Acórdão nº 01037/15 de Supremo Tribunal Administrativo (Portugal), 22 de Março de 2018

Magistrado ResponsávelFONSECA DA PAZ
Data da Resolução22 de Março de 2018
EmissorSupremo Tribunal Administrativo (Portugal)

ACORDAM NO PLENO DA SECÇÃO DE CONTENCIOSO ADMINISTRATIVO DO STA: 1. A………………. e B………………….., Juízes Conselheiros do Tribunal Constitucional, intentaram acção administrativa especial, para impugnação do despacho, de 4/5/2015, do Presidente do Tribunal Constitucional, que determinou que deixasse de ser processado o pagamento de subsídio de refeição nos dias em que eram abonadas ajudas de custo aos juízes desse tribunal, pedindo a anulação do despacho impugnado e, subsidiariamente, a declaração de ilegalidade da interpretação perfilhada quando considera aplicáveis as normas dos artºs. 8.º e 37.º, do DL n.º 106/98, de 24/4, por violação da norma do art.º 32.º, da LOFPTC (Lei de Organização, Funcionamento e Processo no Tribunal Constitucional – Lei n.º 28/82, de 15/11), que é uma lei de valor reforçado.

Por acórdão da Secção, de 1/6/2016, foi essa acção julgada improcedente.

Deste acórdão, os AA. interpuseram recurso, para o Pleno da Secção de Contencioso Administrativo deste STA, tendo, na respectiva alegação, formulado as seguintes conclusões: “

  1. Os ora recorrentes impugnaram contenciosamente o despacho do Presidente do Tribunal Constitucional de 4 de maio de 2015, que determinou que se deixasse de processar o pagamento do subsídio de refeição aos juízes do Tribunal Constitucional nos dias em que sejam abonadas as ajudas de custo a que se refere o art.º 32.º da Lei do Tribunal Constitucional.
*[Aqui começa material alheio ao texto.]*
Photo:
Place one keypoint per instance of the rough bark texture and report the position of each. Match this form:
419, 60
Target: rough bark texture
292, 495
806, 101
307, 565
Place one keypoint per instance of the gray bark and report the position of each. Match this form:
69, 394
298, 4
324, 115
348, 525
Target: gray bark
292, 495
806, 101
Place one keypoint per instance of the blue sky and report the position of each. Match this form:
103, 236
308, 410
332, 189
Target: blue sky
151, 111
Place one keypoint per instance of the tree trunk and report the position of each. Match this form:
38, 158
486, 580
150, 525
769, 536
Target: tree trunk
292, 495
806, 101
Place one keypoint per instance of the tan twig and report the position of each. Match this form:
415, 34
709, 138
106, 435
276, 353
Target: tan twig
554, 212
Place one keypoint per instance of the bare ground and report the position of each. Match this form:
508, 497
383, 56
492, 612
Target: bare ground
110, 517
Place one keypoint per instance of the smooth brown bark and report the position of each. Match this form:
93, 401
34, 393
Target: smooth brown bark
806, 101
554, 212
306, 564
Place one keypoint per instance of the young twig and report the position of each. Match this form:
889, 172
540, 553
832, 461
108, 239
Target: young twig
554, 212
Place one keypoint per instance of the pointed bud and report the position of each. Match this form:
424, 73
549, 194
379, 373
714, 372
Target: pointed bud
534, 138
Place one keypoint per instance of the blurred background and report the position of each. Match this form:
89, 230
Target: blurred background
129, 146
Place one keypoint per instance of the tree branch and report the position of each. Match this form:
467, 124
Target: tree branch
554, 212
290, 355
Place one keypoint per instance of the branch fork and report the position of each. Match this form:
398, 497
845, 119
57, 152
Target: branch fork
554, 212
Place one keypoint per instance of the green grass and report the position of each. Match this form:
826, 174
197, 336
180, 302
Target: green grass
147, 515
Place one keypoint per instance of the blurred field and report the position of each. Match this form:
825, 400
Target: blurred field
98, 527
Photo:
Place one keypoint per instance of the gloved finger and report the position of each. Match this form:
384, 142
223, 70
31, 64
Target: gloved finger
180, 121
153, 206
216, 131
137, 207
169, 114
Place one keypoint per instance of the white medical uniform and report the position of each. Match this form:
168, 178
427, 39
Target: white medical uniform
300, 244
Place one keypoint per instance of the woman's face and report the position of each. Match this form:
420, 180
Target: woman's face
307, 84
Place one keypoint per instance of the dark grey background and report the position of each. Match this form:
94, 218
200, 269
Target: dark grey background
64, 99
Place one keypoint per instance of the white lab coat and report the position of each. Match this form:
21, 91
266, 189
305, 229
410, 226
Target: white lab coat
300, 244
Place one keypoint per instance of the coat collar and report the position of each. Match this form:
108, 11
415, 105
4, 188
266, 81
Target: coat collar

    B) Esse despacho assenta no pressuposto de que as ajudas de custo que devam ser abonadas aos juízes do Tribunal Constitucional por cada dia de sessão nos termos daquele dispositivo incluem a compensação do custo da refeição, por aplicação subsidiária do regime jurídico do abono de ajudas de custo ao pessoal da Administração Pública.

    C) De facto, o regime geral de abono de ajudas de custo, que consta do DL n.º 106/98, de 24/4, estabelece as regras de cálculo da ajuda de custo em determinadas percentagens (25%, 50% e 100%), consoante as variáveis horárias da deslocação sejam ou não determinantes de despesas de refeição e ou de alojamento (art.º 8.º), e, consequentemente, o quantitativo correspondente ao abono diário do subsídio de refeição é deduzido nas ajudas de custo quando as despesas sujeitas a compensação incluírem o custo do almoço (art.º 37.º).

    D) No entanto esse art.º 32.º da LTC institui um regime especial em matéria de ajudas de custo pelo qual aos juízes residentes fora de Lisboa e dos municípios confinantes é atribuído o «o direito à ajuda de custo fixada para os membros do Governo, abonada por cada dia de sessão do tribunal em que participem e mais dois dias por semana» (n.º 1), e aos juízes residentes em Lisboa e nos municípios confinantes o direito a um terço dessa ajuda de custo (n.º 2).

    E) Sendo que o direito à ajuda de custo atribuído nesses termos não é compatível com as condições e as regras de cálculo definidas no DL n.º 106/98, de 24/4, nem é possível estabelecer uma qualquer correspondência entre o abono da ajuda de custo e o pagamento de despesas relativas ao almoço, jantar e alojamento a que se refere esse outro diploma legal.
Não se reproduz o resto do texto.